Burakku Kigyo – as empresas maléficas
Mas, o que está, afinal, por detrás da crise social do Japão? Enquanto alguns indicam questões culturais e sociais, como o aumento das mulheres no mercado de trabalho, que acabam, por sua vez, por dar menos prioridade a questões de casamento e filhos, outros apontam o dedo para a instabilidade laboral vivida por muitos jovens no Japão.
Embora seja um país conhecido pelo seu sucesso económico, a verdade é que a percentagem de emprego classificado como “instável” aumentou consideravelmente nos últimos anos, especialmente nas faixas etárias mais jovens. Para além de algumas dificuldades económicas do país terem sido temporariamente camufladas pelo declínio da população, algumas revisões da lei laboral do Japão nas últimas décadas permitiram o aumento de contratações temporárias ou contratações feitas através de empresas intermediárias. Não é por acaso que os japoneses sublinham que as aplicações de encontros online acabam por ser uma alternativa mais barata.
Algumas empresas utilizam esta incerteza laboral sentida pelos trabalhadores para exigir mais horas de trabalho extra, com pouca ou nenhuma remuneração. Esta cultura de trabalho excessivo tem resultado inclusive em mortes por exaustão, conhecidas pelo termo karoshi.

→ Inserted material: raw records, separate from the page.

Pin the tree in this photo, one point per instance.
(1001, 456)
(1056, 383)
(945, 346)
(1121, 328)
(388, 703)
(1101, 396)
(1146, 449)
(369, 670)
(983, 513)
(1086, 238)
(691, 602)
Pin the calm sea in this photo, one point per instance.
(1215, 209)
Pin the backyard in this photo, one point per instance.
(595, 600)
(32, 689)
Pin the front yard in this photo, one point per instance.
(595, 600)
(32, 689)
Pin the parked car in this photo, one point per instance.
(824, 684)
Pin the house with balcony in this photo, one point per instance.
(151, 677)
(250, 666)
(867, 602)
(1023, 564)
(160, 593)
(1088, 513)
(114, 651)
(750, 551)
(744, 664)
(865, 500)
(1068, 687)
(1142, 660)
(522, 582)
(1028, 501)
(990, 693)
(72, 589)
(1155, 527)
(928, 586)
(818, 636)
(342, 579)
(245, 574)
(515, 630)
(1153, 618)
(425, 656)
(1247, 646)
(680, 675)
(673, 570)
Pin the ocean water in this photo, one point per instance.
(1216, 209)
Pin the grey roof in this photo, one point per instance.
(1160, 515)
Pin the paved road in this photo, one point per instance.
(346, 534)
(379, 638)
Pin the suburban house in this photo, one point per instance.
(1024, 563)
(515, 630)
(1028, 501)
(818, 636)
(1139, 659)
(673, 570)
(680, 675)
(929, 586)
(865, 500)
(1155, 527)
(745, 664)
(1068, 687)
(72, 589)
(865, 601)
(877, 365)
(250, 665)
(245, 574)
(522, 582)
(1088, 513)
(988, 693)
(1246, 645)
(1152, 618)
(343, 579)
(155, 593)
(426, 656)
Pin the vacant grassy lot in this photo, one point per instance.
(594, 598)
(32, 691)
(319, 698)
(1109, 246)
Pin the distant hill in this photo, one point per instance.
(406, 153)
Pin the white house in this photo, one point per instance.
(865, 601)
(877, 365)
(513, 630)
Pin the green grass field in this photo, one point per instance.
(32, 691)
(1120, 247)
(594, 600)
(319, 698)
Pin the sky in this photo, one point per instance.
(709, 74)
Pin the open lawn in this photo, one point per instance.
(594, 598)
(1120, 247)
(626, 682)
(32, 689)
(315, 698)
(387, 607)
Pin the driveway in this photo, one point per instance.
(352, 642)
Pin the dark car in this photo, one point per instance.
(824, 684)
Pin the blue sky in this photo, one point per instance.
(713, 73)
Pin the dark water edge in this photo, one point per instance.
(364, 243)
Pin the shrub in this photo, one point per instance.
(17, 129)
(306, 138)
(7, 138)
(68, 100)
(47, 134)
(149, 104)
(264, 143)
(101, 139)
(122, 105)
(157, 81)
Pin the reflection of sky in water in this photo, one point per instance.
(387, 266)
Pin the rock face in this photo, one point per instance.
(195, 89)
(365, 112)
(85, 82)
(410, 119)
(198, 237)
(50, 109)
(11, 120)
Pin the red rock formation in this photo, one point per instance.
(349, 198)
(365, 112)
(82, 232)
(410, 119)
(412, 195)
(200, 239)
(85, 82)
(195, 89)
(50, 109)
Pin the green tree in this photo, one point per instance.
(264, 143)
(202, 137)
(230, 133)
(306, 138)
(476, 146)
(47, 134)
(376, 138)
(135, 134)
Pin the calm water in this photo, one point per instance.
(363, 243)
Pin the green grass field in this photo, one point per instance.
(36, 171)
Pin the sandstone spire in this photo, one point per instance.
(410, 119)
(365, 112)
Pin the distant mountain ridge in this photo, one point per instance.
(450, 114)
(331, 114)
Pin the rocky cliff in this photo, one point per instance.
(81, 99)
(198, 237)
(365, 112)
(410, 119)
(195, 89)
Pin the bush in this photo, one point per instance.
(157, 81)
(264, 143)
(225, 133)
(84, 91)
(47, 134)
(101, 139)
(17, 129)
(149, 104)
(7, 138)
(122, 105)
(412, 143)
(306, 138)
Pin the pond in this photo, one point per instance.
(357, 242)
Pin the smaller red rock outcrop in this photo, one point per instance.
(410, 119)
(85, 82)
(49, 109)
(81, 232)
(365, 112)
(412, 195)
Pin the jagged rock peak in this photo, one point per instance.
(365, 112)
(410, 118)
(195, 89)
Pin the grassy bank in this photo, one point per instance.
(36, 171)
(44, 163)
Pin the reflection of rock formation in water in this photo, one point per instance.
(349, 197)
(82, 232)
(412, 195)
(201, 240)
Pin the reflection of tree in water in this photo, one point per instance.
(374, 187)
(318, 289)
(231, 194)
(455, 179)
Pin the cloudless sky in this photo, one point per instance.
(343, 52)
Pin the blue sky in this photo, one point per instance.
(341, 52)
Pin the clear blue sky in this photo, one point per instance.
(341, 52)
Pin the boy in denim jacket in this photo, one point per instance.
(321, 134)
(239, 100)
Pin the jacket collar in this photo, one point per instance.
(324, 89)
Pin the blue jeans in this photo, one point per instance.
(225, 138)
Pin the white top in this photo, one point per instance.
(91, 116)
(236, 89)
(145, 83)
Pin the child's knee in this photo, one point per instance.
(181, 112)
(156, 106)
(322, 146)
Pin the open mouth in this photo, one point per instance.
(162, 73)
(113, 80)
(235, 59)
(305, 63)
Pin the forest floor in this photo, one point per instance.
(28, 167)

Estas práticas laborais serviram de inspiração para o prémio anual Burraku Kigyo, premiado à empresa escolhida pelo júri como tendo o pior tratamento para com seus trabalhadores. O termo que se refere a “empresas negras” foi utilizado no título do livro publicado em 2012 por Haruki Konno.
Esperança pós-crise
Em 2011 o Japão sofreu um dos seus maiores desastres. Um terramoto de magnitude 9.1 atingiu a costa da ilha, seguido de um tsunami devastador, resultando na morte de mais de 18 mil pessoas e na destruição de centenas de milhares de casas. O povo japonês rapidamente deu início ao processo de recuperação e reconstrução. Não obstante o sofrimento nacional, o período que sucedeu verificou uma subida do número de casamentos.
Similarmente, inquéritos mostram que devido à recente crise pandémica o número de jovens japoneses que pondera casar aumentou em relação a anos anteriores. Pode ser que a aposta do governo japonês nas alternativas digitais consiga aproveitar esta oportunidade.